Alors que l'intelligence artificielle promettait de libérer du temps et d'alléger les journées de travail, une série d'études récentes dresse un tableau plus complexe et préoccupant. Loin de réduire la pression, l'adoption de l'IA par les travailleurs semble intensifier le rythme professionnel, multiplier les tâches simultanées et générer une nouvelle forme d'épuisement mental, baptisée « AI brain fry » (cerveau grillé par l'IA).

Des chercheurs d'ActivTrak ont analysé l'activité numérique de plus de dix mille salariés et ont constaté que l'utilisation d'outils d'IA faisait plus que doubler le temps passé sur les courriels, les messageries instantanées et les applications de chat. Parallèlement, le recours aux logiciels professionnels a bondi de 94 %. Ces résultats suggèrent que la technologie, plutôt que d'automatiser les tâches pour les faire disparaître, en crée de nouvelles et encourage une connexion permanente.

Un travail fragmenté et une attente accrue

Une étude menée par la Haas School of Business de l'Université de Californie à Berkeley révèle un phénomène supplémentaire : les travailleurs équipés d'IA tendent à internaliser des tâches qu'ils sous-traitaient auparavant, car des compétences comme le codage ou l'ingénierie deviennent plus accessibles.
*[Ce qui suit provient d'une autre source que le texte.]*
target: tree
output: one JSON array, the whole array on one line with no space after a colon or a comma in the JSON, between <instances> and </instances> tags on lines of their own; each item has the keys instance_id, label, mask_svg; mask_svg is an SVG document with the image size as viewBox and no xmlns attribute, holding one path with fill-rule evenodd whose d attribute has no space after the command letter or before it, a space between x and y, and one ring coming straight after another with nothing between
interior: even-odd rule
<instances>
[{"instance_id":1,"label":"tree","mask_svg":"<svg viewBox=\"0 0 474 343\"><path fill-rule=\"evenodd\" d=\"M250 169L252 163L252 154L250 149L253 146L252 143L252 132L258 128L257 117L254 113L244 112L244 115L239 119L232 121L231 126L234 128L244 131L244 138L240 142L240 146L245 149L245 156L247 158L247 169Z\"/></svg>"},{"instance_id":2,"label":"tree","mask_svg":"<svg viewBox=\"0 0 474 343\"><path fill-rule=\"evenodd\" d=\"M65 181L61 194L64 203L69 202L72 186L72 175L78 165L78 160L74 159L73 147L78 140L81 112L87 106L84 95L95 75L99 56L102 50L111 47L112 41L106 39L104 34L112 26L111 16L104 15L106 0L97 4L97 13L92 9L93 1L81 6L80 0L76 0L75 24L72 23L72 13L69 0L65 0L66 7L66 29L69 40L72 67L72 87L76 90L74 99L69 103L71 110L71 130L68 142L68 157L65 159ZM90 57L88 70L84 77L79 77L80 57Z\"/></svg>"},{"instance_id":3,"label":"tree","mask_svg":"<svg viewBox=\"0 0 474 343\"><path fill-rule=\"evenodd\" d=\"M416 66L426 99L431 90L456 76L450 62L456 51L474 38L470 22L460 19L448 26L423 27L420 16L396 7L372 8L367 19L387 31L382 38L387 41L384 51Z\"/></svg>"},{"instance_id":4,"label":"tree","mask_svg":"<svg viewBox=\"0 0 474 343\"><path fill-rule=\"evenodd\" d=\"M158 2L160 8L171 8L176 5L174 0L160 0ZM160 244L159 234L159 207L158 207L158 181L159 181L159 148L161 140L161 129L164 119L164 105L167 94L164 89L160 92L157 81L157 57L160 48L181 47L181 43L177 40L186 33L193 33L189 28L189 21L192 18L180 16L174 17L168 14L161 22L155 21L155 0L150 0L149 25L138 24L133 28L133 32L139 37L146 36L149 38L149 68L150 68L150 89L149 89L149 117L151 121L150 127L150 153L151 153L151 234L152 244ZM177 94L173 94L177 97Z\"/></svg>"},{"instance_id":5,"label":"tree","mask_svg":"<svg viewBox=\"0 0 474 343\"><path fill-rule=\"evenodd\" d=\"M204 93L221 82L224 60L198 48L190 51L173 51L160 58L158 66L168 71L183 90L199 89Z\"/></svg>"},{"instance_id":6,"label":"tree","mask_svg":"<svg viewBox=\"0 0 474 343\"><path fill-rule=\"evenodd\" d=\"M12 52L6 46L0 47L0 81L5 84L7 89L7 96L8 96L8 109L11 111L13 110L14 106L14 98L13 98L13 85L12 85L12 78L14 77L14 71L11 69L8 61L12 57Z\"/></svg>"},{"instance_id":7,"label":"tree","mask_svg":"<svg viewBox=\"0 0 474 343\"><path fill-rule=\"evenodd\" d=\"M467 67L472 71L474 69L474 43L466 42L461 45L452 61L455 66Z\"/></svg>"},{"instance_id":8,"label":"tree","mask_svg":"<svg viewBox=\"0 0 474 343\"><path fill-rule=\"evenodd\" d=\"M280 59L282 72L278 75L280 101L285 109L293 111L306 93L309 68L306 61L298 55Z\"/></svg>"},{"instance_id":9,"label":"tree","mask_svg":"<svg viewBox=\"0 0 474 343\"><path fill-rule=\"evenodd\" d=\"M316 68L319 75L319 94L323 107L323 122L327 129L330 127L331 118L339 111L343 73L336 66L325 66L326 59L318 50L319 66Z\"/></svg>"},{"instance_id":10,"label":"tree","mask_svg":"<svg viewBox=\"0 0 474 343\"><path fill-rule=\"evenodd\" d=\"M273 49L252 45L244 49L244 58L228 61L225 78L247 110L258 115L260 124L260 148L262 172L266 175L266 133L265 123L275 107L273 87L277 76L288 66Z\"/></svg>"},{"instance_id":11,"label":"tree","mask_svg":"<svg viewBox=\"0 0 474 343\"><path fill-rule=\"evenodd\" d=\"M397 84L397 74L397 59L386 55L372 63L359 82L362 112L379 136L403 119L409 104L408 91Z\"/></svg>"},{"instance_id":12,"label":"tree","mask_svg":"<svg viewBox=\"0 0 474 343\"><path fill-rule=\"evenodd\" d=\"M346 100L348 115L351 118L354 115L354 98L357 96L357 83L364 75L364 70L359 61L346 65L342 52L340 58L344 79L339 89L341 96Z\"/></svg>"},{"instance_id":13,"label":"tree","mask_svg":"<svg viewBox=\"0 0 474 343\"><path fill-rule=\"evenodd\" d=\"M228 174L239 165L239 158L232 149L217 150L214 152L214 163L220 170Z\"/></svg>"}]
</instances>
Cette facilité d'exécution pousse à travailler lors de temps morts — le soir, le week-end, dans les salles d'attente — dès qu'un moment libre se présente et qu'un assistant IA est à portée. Les chercheurs observent également une multiplication du multitâche, consistant à superviser plusieurs agents automatisés agissant en parallèle.

Ce constat contredit les prédictions optimistes selon lesquelles les gains de productivité se traduiraient par une réduction du temps de travail. Au contraire, les salariés semblent utiliser le temps gagné pour enchaîner de nouvelles activités, et les attentes — tant les leurs que celles de leurs supérieurs — s'ajustent à la hausse. Chaque heure devient plus chargée, mais aussi plus chaotique. Les données d'ActivTrak montrent que le temps consacré à un travail concentré et sans interruption a diminué de 9 %.

Une nouvelle forme d'épuisement

Le phénomène a même reçu un nom informel : « AI brain fry », que l'on pourrait traduire par « cerveau grillé par l'IA ». Cette sensation de surcharge cognitive traduit un malaise croissant dans un environnement où l'outil conçu pour assister l'humain finit par le solliciter davantage. Les travailleurs se retrouvent à gérer simultanément des flux multiples d'informations et de requêtes, au détriment de la réflexion approfondie.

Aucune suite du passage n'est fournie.